Hockey is for Everyone uses the game of hockey to drive positive social change and foster more inclusive communities. During the month of February, the Wild will celebrate organizations and teams around Minnesota that work to create a greater State of Hockey and exemplify the meaning of Hockey is for Everyone -- providing a safe, positive and inclusive environment for players and families regardless of race, color, religion, national origin, gender, disability, sexual orientation and socio-economic status.
Hockey Day Minnesota 2018 took place in St. Cloud on Jan. 20, and with a full schedule of events it saw a docket of seven fast-paced and high-scoring games in front of packed stands. But the action wasn't limited to high school and college teams.
A record 83 players attended Minnesota Special Hockey's two-day jamboree event during Hockey Day 2018, taking the ice at the Lake George municipal complex.
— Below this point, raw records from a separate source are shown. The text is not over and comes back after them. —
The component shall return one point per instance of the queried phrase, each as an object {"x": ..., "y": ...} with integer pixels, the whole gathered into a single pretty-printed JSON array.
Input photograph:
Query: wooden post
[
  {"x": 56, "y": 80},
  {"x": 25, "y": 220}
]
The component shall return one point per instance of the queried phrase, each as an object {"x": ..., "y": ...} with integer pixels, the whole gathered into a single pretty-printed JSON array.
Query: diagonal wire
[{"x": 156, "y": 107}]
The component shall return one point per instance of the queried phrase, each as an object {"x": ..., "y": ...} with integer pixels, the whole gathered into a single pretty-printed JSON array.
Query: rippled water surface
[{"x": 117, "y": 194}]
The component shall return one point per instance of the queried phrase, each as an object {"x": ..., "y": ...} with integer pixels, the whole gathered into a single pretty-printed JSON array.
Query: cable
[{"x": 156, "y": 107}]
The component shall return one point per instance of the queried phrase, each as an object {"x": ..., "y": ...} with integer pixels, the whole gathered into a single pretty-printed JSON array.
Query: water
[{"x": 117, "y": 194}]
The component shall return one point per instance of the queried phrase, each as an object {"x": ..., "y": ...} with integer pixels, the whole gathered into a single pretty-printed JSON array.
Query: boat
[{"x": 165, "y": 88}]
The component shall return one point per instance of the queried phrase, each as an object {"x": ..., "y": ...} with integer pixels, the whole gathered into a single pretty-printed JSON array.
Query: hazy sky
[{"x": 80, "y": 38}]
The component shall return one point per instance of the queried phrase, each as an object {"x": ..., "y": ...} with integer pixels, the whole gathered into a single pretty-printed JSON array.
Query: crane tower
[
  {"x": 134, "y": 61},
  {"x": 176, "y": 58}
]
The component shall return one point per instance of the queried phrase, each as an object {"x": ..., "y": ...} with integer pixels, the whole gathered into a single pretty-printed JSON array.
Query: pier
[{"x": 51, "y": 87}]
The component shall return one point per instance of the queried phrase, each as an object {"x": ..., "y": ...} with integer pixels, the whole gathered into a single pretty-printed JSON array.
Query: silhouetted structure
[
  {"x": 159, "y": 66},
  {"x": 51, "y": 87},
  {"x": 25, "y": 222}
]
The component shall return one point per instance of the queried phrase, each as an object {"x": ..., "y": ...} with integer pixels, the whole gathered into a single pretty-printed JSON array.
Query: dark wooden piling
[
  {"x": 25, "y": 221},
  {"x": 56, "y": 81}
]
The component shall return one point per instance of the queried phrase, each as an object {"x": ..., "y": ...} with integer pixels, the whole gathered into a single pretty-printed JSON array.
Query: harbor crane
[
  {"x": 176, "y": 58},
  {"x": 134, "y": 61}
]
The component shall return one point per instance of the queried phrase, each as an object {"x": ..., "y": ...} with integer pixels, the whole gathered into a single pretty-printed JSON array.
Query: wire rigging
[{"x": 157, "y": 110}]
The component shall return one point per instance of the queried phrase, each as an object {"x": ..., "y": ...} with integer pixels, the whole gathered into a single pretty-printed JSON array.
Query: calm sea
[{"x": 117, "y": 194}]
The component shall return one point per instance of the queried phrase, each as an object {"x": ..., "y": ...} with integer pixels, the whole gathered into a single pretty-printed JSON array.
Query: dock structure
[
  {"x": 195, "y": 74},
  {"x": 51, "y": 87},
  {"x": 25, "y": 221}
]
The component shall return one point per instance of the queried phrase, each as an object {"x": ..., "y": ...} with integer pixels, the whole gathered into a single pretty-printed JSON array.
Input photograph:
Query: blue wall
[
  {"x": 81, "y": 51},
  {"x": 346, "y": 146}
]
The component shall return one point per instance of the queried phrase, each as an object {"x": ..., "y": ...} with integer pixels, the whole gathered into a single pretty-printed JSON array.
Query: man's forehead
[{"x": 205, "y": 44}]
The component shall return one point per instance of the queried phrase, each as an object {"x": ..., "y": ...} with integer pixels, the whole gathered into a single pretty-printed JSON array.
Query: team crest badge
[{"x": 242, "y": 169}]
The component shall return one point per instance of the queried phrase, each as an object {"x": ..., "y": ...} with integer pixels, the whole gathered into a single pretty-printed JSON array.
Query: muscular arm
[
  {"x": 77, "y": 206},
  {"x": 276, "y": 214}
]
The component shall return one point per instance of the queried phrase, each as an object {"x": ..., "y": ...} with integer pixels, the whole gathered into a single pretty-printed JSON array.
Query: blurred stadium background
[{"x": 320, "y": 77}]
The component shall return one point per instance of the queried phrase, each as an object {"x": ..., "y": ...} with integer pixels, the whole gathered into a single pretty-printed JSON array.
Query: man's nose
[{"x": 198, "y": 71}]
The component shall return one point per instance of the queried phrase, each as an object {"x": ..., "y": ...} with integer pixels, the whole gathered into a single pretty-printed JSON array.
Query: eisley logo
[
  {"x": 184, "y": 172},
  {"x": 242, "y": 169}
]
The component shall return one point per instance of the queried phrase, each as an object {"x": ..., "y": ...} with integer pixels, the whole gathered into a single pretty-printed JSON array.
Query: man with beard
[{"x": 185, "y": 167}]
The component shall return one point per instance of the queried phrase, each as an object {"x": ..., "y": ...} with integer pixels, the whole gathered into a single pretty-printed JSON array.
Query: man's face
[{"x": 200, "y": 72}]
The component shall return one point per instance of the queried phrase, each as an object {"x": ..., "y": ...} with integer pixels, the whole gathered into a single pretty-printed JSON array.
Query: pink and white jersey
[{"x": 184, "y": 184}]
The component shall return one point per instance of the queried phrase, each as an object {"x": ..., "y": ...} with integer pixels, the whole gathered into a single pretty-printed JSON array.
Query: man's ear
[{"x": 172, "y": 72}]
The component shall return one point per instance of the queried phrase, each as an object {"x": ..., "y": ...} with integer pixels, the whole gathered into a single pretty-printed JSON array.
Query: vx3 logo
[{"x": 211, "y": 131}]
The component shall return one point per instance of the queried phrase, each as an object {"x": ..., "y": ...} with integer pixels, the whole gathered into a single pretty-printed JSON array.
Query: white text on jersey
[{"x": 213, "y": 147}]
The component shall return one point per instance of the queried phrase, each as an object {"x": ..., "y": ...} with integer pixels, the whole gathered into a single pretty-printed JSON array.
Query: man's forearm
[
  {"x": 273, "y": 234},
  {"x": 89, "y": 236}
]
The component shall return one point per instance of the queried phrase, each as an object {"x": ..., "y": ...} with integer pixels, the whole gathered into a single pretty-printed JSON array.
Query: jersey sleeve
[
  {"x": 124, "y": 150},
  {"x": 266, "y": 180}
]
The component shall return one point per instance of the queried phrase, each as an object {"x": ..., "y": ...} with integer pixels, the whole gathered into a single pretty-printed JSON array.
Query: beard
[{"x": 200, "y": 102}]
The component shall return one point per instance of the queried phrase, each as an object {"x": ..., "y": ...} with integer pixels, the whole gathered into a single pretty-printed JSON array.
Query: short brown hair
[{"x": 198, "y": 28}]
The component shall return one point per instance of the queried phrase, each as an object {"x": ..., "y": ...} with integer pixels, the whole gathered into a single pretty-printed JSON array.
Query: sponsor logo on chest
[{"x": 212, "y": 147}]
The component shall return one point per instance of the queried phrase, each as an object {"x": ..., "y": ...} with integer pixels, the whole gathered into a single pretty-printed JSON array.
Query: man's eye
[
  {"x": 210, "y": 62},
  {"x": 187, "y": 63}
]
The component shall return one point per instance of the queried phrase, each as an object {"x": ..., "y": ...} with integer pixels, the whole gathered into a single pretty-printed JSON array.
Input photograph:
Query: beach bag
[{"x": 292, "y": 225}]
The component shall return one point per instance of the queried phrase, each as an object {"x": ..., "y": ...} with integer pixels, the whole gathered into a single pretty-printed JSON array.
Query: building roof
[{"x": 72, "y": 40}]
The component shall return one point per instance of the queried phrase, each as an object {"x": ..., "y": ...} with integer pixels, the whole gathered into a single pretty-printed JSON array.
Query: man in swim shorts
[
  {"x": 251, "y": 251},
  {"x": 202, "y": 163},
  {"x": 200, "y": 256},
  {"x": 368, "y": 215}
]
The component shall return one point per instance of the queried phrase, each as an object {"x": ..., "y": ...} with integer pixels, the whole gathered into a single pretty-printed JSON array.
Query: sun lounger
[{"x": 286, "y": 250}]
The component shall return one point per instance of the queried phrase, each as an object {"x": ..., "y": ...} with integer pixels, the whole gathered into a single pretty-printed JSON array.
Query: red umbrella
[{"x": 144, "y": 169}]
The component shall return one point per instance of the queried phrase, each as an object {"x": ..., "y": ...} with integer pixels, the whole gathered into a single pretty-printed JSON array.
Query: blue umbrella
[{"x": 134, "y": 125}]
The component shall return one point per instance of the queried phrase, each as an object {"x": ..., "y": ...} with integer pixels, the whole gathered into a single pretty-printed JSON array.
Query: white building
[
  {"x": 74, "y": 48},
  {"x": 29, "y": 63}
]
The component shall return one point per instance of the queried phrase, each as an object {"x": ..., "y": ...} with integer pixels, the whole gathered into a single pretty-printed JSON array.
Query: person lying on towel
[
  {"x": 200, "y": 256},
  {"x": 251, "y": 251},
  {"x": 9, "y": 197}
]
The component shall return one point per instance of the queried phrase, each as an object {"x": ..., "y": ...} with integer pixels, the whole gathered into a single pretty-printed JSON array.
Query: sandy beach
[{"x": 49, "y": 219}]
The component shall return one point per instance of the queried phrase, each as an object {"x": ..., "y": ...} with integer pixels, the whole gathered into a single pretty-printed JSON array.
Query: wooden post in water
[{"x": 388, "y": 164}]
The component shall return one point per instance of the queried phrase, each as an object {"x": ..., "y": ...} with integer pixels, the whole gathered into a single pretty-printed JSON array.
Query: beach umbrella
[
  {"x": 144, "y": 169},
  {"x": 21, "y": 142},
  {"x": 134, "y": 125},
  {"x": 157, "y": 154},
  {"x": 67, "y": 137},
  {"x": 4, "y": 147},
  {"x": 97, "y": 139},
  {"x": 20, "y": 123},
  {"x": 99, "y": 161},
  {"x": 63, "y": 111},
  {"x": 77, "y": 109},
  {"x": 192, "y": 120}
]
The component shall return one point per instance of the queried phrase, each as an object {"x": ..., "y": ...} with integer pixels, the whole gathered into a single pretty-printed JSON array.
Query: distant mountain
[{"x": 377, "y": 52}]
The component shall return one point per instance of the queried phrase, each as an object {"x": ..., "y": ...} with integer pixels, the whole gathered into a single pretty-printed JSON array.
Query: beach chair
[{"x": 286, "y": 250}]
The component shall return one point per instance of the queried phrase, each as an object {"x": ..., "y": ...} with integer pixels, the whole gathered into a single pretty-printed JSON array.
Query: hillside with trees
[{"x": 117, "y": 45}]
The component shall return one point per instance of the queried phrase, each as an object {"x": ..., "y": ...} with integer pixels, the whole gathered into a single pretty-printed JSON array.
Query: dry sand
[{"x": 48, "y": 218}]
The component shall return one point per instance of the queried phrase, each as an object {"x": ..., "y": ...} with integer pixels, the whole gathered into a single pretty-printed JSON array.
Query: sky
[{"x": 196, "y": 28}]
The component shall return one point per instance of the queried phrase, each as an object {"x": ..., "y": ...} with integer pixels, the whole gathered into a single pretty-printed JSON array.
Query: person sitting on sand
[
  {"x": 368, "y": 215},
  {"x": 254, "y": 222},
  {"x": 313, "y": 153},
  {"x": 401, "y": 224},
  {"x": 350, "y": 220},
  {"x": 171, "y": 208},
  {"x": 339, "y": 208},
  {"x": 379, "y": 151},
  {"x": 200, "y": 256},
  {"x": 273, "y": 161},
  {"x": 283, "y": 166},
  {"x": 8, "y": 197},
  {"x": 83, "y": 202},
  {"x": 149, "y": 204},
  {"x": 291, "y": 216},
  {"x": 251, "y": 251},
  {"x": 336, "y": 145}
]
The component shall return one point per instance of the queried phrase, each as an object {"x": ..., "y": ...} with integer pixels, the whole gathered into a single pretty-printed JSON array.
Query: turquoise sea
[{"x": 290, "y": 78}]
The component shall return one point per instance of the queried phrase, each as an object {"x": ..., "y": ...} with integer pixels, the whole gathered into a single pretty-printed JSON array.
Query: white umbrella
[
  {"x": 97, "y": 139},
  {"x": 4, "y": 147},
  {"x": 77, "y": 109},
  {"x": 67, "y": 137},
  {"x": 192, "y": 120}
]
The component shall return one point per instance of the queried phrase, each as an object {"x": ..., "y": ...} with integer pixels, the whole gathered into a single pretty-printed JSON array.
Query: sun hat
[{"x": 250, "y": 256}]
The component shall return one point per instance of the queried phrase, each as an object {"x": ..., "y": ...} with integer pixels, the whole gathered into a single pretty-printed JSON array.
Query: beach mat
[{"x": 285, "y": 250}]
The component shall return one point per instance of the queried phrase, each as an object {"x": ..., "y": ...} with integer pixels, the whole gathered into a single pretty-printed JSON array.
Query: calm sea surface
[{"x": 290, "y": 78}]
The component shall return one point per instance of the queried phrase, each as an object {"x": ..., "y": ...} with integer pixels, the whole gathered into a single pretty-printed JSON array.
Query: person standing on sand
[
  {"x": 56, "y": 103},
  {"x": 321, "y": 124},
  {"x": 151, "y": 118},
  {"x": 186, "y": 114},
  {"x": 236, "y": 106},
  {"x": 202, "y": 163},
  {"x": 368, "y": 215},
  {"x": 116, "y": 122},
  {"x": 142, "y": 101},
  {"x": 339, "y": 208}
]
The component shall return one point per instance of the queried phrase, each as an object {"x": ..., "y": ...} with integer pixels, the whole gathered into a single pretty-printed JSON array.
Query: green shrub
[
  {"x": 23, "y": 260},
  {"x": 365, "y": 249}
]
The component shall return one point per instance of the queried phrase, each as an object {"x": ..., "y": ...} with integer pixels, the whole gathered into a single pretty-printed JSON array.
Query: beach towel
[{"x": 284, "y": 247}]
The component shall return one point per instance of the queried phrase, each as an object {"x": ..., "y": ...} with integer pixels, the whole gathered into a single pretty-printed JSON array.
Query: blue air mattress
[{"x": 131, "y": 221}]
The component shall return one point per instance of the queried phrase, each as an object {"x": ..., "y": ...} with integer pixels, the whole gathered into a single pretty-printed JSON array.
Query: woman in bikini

With such a large turnout, the players could meet and compete with other special hockey athletes as they continued to grow the game and, most importantly, make friends and have fun.
Minnesota Special Hockey is an adapted ice hockey program for players of all ages with developmental disabilities. The program has more than 220 players in 13 cities across the state of Minnesota, a significant growth since its inaugural season when there were only two teams.
Its goal is to enrich the lives of individuals with developmental disabilities through growing their personal development and self-confidence on and off the ice.
With a focus on having fun, learning teamwork, building friendships and increasing physical activity, Minnesota Special Hockey has helped its participants build interpersonal bonds and social skills since its inception in 2006.
Not only do participants practice or play games weekly from November through March, but are able to maintain connections and continue their progress during the offseason. A summer get-together, an open skate in October, and various tournaments and festivals allow the teams and athletes to travel and grow.
The most common developmental disabilities include autism spectrum disorders, Down syndrome, neurological disorders, intellectual/developmental disabilities, cerebral palsy, ADD/ADHD, and seizures. Many Minnesota Special Hockey players have more than one of these disabilities, but are able to play hockey in a respectful and safe environment.
Minnesota Special Hockey's guiding vision is to ultimately make organized ice hockey available to every Minnesotan with a developmental disability.